Department of Medical Genetics, University of Alberta Faculty of Medicine and Dentistry, Edmonton, T6G 2R3, Canada.
BioDrugs. 2021 Jul;35(4):389-399. doi: 10.1007/s40259-021-00486-7. Epub 2021 Jun 7.
The debilitating neuromuscular disorders Duchenne muscular dystrophy (DMD) and spinal muscular atrophy (SMA), which harm 1 in 5000 newborn males and 1 in 11,000 newborns, respectively, are marked by progressive muscle wasting among other complications. While DMD causes generalized muscle weakness due to the absence of the dystrophin protein, SMA patients generally face motor neuron degeneration because of the lack of the survival motor neuron (SMN) protein. Many of the most promising therapies for both conditions restore the absent proteins dystrophin and SMN. Antisense oligonucleotide-mediated exon skipping and inclusion therapies are advancing clinically with the approved DMD therapies casimersen, eteplirsen, golodirsen, and viltolarsen, and the SMA therapy nusinersen. Existing antisense therapies focus on skeletal muscle for DMD and motor neurons for SMA, respectively. Through innovative techniques, such as peptide conjugation and multi-exon skipping, these therapies could be optimized for efficacy and applicability. By contrast, gene replacement therapy is administered only once to patients during treatment. Currently, only onasemnogene abeparvovec for SMA has been approved.
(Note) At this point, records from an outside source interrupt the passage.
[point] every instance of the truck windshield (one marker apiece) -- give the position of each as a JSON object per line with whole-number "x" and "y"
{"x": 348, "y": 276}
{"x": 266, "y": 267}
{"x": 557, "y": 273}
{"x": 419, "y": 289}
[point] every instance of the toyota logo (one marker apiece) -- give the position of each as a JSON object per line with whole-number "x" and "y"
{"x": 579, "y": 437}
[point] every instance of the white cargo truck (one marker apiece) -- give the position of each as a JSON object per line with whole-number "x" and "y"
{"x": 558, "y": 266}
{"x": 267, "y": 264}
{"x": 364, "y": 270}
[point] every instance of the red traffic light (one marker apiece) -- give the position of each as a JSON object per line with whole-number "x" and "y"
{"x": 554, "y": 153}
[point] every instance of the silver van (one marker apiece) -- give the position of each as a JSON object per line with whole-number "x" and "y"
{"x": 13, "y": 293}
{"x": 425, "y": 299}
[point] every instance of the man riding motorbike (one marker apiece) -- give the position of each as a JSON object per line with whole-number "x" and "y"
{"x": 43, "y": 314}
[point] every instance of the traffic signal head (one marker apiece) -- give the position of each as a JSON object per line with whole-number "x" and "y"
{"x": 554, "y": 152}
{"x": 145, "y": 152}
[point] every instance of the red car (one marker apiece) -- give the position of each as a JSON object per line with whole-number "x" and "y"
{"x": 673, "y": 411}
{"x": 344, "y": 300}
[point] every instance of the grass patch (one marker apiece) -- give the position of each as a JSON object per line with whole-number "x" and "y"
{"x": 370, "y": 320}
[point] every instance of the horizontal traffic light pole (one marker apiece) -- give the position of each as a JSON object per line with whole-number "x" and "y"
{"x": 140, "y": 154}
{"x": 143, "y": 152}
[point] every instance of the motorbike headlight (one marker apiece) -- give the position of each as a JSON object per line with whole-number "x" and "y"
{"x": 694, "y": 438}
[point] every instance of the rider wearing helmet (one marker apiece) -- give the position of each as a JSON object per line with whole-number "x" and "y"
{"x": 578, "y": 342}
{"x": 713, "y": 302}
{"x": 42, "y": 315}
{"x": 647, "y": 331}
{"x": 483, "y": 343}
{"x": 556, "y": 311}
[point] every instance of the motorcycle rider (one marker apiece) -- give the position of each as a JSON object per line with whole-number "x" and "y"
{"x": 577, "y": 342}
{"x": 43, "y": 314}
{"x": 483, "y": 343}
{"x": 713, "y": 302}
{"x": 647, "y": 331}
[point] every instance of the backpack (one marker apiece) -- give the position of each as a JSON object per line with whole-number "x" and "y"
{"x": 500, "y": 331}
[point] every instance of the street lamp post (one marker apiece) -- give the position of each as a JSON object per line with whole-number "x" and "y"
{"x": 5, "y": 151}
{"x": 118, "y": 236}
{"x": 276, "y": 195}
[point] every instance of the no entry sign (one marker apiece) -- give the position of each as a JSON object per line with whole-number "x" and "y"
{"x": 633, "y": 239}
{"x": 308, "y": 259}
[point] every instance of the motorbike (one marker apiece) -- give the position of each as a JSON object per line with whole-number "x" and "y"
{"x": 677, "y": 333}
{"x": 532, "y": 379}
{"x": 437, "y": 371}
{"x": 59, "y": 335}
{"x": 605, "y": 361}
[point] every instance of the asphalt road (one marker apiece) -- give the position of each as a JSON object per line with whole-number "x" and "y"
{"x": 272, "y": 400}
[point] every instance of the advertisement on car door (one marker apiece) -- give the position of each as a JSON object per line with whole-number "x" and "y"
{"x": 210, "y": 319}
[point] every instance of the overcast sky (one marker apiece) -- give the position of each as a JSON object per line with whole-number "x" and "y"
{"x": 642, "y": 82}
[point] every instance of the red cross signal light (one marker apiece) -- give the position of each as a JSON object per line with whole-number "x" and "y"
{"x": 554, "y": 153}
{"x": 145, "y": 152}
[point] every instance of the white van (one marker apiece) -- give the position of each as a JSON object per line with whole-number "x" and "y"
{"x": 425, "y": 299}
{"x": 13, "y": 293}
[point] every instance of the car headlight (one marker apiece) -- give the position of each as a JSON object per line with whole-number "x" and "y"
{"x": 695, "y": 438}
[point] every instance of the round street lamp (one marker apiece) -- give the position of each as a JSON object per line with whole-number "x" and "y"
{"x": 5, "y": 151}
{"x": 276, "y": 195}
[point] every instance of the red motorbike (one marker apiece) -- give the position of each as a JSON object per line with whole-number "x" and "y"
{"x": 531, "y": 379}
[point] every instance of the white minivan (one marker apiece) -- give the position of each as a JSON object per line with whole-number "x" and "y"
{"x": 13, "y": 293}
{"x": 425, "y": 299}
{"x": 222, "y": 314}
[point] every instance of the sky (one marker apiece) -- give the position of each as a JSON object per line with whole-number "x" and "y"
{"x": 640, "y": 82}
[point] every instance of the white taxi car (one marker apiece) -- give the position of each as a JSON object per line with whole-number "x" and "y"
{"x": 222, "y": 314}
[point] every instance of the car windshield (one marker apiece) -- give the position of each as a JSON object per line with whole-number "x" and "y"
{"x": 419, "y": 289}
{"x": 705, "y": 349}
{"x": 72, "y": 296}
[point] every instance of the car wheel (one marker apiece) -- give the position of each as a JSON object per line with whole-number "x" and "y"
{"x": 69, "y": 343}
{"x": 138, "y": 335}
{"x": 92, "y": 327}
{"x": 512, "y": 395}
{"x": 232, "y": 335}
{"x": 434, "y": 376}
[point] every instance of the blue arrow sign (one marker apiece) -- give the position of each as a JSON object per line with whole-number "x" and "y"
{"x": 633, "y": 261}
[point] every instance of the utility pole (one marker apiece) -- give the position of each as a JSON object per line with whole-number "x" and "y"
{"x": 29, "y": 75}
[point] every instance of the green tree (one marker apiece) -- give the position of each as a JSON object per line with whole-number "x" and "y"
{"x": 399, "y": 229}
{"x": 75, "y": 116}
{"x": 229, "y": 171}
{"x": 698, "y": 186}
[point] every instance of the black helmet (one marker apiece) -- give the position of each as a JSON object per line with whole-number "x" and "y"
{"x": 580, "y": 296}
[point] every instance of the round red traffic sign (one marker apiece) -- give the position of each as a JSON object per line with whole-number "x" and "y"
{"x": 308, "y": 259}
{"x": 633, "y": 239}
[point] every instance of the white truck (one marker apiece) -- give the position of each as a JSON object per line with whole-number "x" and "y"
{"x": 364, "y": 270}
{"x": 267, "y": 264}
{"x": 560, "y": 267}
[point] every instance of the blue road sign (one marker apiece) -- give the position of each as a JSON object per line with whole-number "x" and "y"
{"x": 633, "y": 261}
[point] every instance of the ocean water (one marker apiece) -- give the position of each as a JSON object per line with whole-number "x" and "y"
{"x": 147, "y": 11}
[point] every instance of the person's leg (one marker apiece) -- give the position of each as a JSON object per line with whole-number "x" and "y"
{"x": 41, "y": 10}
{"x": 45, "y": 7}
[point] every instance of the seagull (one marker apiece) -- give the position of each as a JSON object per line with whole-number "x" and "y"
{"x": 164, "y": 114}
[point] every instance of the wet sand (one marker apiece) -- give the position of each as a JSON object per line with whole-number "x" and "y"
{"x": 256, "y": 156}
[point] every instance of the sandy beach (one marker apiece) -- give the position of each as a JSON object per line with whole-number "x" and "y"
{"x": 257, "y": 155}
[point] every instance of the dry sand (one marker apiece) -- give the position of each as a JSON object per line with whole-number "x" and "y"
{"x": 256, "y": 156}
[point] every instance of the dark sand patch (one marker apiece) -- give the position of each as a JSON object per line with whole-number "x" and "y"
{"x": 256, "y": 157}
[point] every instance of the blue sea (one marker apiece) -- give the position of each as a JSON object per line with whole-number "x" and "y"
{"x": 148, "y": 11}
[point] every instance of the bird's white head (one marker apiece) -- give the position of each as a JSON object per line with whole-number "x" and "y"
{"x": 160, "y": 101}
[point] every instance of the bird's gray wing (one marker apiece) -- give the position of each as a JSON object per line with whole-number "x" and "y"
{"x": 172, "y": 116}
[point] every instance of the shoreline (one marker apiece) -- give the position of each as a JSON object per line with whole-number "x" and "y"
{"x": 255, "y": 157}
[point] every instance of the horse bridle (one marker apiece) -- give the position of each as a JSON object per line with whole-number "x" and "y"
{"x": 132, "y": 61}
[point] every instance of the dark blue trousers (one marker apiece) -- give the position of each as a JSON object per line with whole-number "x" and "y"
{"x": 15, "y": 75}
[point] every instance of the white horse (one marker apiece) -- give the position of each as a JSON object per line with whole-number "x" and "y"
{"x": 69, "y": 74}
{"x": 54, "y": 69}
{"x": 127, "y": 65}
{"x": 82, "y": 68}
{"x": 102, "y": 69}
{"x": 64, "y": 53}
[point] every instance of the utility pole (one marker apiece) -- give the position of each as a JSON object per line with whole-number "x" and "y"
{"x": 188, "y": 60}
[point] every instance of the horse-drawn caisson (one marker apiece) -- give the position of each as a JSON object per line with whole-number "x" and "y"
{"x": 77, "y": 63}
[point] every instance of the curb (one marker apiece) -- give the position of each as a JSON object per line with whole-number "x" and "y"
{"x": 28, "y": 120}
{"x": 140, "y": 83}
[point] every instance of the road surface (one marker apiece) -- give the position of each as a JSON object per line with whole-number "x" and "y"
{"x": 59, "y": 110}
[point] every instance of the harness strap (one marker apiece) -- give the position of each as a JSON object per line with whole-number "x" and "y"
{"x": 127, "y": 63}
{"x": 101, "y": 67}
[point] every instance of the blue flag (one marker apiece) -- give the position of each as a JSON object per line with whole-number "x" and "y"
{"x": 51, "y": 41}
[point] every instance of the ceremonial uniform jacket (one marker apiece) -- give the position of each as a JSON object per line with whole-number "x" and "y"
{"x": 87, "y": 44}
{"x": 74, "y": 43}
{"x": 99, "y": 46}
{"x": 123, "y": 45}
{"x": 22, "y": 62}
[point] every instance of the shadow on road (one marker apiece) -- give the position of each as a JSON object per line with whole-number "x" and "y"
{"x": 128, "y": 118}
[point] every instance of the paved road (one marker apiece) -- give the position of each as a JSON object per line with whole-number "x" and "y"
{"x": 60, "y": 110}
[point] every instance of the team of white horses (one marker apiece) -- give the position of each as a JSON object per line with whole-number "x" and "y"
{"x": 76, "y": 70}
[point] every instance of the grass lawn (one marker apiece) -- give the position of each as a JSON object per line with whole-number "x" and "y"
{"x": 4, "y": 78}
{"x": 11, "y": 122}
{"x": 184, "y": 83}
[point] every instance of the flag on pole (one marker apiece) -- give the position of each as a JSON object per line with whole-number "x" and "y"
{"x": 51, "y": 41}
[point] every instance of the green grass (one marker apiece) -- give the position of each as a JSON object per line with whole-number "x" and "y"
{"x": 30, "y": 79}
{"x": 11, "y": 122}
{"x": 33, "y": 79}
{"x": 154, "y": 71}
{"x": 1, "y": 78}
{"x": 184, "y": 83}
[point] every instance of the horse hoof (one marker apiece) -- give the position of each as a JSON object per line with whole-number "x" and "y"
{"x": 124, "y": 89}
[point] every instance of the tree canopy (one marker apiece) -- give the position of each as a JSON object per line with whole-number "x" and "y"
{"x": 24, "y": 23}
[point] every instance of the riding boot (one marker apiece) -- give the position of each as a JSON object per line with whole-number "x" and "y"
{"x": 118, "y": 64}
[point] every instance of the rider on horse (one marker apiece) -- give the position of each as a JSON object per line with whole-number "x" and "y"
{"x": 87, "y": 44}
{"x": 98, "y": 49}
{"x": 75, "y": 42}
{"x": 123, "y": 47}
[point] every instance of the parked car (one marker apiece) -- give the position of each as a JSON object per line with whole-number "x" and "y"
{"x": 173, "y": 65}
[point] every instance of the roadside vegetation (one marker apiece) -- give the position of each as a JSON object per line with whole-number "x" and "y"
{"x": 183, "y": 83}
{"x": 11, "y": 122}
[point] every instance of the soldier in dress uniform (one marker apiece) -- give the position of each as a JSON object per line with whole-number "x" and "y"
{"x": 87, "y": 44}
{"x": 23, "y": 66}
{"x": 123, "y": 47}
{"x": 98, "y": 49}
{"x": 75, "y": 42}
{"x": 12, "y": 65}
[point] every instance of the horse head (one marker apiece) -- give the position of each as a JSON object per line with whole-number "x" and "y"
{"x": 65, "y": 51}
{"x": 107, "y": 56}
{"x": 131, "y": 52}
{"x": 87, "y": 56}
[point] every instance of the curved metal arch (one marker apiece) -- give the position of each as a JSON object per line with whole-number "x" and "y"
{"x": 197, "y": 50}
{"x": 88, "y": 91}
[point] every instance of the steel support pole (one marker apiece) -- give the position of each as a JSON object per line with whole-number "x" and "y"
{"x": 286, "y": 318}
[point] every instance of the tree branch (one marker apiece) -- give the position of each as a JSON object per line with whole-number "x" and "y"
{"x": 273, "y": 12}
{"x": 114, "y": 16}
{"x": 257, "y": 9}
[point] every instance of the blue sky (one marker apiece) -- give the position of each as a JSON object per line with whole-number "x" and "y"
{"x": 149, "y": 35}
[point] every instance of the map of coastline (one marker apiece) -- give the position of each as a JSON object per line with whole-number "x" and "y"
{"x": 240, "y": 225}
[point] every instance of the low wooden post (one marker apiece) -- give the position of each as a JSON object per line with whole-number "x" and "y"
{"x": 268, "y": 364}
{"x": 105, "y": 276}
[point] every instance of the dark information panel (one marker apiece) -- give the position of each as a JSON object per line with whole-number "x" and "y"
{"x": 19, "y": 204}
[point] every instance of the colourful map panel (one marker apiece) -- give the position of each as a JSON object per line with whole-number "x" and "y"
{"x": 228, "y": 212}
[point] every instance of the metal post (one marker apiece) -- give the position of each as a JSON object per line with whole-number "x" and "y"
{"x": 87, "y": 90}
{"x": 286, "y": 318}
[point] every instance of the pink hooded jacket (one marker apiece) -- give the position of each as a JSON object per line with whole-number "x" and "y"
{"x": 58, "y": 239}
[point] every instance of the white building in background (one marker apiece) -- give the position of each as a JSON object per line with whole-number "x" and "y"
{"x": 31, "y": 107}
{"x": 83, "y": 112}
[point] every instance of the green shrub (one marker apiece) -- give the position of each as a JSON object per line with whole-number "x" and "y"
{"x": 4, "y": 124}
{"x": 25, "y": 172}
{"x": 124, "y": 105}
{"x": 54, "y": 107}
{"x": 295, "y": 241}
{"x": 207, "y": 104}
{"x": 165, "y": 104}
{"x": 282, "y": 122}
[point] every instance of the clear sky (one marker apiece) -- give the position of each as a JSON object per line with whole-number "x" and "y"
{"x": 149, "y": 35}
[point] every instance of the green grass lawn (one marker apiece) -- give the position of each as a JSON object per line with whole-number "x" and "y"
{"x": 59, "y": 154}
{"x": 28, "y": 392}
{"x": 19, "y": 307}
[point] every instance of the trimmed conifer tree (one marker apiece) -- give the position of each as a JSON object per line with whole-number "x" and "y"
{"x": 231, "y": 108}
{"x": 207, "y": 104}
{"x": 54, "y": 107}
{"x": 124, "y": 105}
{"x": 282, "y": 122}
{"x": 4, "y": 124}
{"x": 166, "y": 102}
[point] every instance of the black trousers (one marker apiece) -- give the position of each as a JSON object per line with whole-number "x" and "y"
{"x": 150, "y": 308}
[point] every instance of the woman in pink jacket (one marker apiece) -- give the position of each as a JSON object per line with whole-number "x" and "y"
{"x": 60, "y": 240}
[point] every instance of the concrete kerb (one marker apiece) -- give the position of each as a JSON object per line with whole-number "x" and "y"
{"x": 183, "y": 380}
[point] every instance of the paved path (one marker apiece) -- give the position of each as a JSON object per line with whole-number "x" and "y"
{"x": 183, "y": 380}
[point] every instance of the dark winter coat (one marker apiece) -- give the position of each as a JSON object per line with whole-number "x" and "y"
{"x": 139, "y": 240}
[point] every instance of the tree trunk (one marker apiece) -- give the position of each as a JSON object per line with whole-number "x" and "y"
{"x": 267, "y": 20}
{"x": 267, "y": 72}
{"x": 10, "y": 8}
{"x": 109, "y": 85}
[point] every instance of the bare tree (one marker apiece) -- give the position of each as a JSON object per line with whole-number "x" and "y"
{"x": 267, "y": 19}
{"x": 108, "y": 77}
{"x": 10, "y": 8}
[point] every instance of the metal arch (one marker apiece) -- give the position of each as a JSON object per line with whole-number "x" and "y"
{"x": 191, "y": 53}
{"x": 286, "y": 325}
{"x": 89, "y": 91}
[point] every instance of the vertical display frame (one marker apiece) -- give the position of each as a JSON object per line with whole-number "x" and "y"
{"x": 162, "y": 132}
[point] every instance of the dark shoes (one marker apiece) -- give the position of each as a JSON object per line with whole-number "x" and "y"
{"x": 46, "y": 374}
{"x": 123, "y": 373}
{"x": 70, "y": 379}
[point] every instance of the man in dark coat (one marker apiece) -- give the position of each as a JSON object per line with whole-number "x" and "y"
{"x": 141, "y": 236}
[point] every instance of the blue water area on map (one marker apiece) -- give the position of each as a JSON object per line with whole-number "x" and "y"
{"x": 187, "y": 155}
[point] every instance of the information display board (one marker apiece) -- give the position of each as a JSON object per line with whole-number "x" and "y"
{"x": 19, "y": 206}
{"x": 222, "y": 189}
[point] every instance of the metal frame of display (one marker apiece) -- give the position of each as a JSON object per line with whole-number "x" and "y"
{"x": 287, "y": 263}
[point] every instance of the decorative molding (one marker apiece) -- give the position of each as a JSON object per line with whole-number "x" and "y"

Safety shortcomings remain a major challenge for gene therapy. Nevertheless, gene therapy for DMD has strong potential to restore dystrophin expression in patients. In light of promising functional improvements, antisense and gene therapies stand poised to elevate the lives of patients with DMD and SMA.
杜氏肌营养不良症(DMD)和脊髓性肌萎缩症(SMA)这两种使人衰弱的神经肌肉疾病,分别影响每 5000 名和每 11000 名新生儿中的 1 名男性,其特征是肌肉进行性萎缩等并发症。DMD 导致广泛性肌肉无力,是由于缺乏肌营养不良蛋白;而 SMA 患者通常面临运动神经元退化,是由于缺乏生存运动神经元(SMN)蛋白。这两种疾病最有前途的许多治疗方法都是恢复缺失的蛋白肌营养不良蛋白和 SMN。反义寡核苷酸介导的外显子跳跃和包含疗法正在临床上推进,已批准的 DMD 疗法有 casimersen、eteplirsen、golodirsen 和 viltolarsen,以及 SMA 疗法 nusinersen。现有的反义疗法分别针对 DMD 的骨骼肌和 SMA 的运动神经元。通过创新技术,如肽缀合和多外显子跳跃,这些疗法可以优化疗效和适用性。相比之下,基因替代疗法在治疗期间仅向患者给药一次。目前,只有 SMA 的 onasemnogene abeparvovec 获得批准。安全性缺陷仍然是基因治疗的主要挑战。尽管如此,DMD 的基因治疗具有很强的潜力,可以恢复患者的肌营养不良蛋白表达。鉴于有前途的功能改善,反义疗法和基因疗法有望提高 DMD 和 SMA 患者的生活质量。